第79話 真・お風呂催眠
パァン
「先輩、これは何ですか?」
後輩の詩音は、俺がローテーブルに置いた小瓶を見て首を傾げた。手のひらに収まるくらいの大きさのそれには、紫がかった粘性のある液体が入れられている。俺が小さく口角を上げると、詩音は警戒するように後退りして言った。
「まさか……媚薬ですか?そのお薬を飲んで発情した私を先輩が獣のように——」
「いや?入浴剤」
俺の返答に詩音がカクッと肩を落として、身体をかばっていた腕を下ろした。
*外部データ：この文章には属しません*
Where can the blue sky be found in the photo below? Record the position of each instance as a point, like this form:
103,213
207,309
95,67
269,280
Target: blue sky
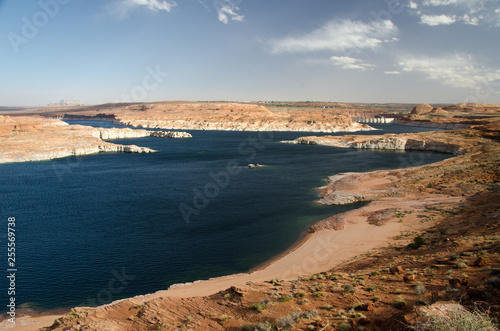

安堵の中に、若干の落胆が見えるのは気のせいか。
「それで?入浴剤がどうかしたんですか?」
気が抜けたのか、少しばかりめんどくさそうな口ぶりで詩音が訊ねる。俺は、少しドヤ顔になりながら答えた。
「ただの入浴剤じゃない。これは俺特製の入浴剤だ」
その言葉に詩音が目を丸くする。興味を引くことに成功したか。
「なんで入浴剤なんて作ったんですか?」
純粋に疑問というよりは、呆れの混ざったニュアンスで詩音が訊ねる。俺は小瓶を取り上げて、瓶の中で流れる様子を眺める。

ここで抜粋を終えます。